What's the difference between a stored procedure and a user-defined function?
Quick Answer
A **function** must return a value (scalar or table) and, in most engines, cannot perform transaction control (`COMMIT`/`ROLLBACK`) or arbitrary side effects — it's meant to be called inside a `SELECT` like any built-in function. A **stored procedure** doesn't have to return anything (or can return multiple result sets/output parameters), can manage transactions itself, and is invoked with `CALL`/`EXEC` rather than embedded inside a query expression.
Detailed Answer
Function — used inside expressions, must return a value
CREATE FUNCTION get_full_name(first_name TEXT, last_name TEXT)
RETURNS TEXT
LANGUAGE sql
IMMUTABLE
AS $$
SELECT first_name || ' ' || last_name;
$$;
SELECT get_full_name(first_name, last_name) FROM employees; -- used directly in SELECT
Procedure — invoked standalone, not embedded in a query
CREATE PROCEDURE archive_old_orders(cutoff_date DATE)
LANGUAGE plpgsql
AS $$
BEGIN
INSERT INTO orders_archive SELECT * FROM orders WHERE order_date < cutoff_date;
DELETE FROM orders WHERE order_date < cutoff_date;
COMMIT; -- procedures can manage their own transaction in engines that allow it
END;
$$;
CALL archive_old_orders('2020-01-01'); -- can't be used inside a SELECT
Key differences
| Function | Procedure | |
|---|---|---|
| Must return a value | Yes | No (can return nothing, out parameters, or multiple result sets) |
Callable inside SELECT/expressions | Yes | No — invoked with CALL/EXEC |
Can control transactions (COMMIT/ROLLBACK) | Generally no | Yes, in engines that support it (PostgreSQL, SQL Server) |
| Typical use | Computing/transforming a value, encapsulating reusable expressions | Multi-step business operations, batch jobs, administrative tasks |
Why the transaction-control distinction matters
Because a function is meant to be composable inside an arbitrary query (potentially called many times per row, or nested inside other expressions), most engines forbid functions from committing or rolling back — doing so mid-query would make no sense, since the calling query itself is part of some outer transaction context it doesn't control. Procedures, invoked as standalone top-level statements, don't have that constraint and can legitimately manage a whole multi-step transaction internally.

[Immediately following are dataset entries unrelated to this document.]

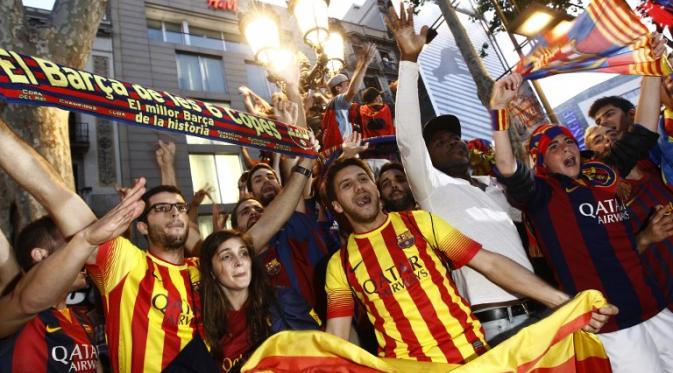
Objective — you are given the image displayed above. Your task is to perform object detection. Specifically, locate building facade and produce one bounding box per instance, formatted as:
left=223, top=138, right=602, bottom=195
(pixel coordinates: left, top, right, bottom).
left=56, top=0, right=403, bottom=234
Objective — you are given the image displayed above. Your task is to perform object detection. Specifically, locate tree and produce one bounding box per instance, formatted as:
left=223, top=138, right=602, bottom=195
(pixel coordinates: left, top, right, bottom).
left=0, top=0, right=108, bottom=236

Terminology varies by engine
Older MySQL versions only had "stored procedures" (no true standalone functions distinct from procedures in the same sense); PostgreSQL added genuine standalone PROCEDURE objects (separate from FUNCTION) only in version 11. Always check what your specific engine/version actually supports before assuming feature parity.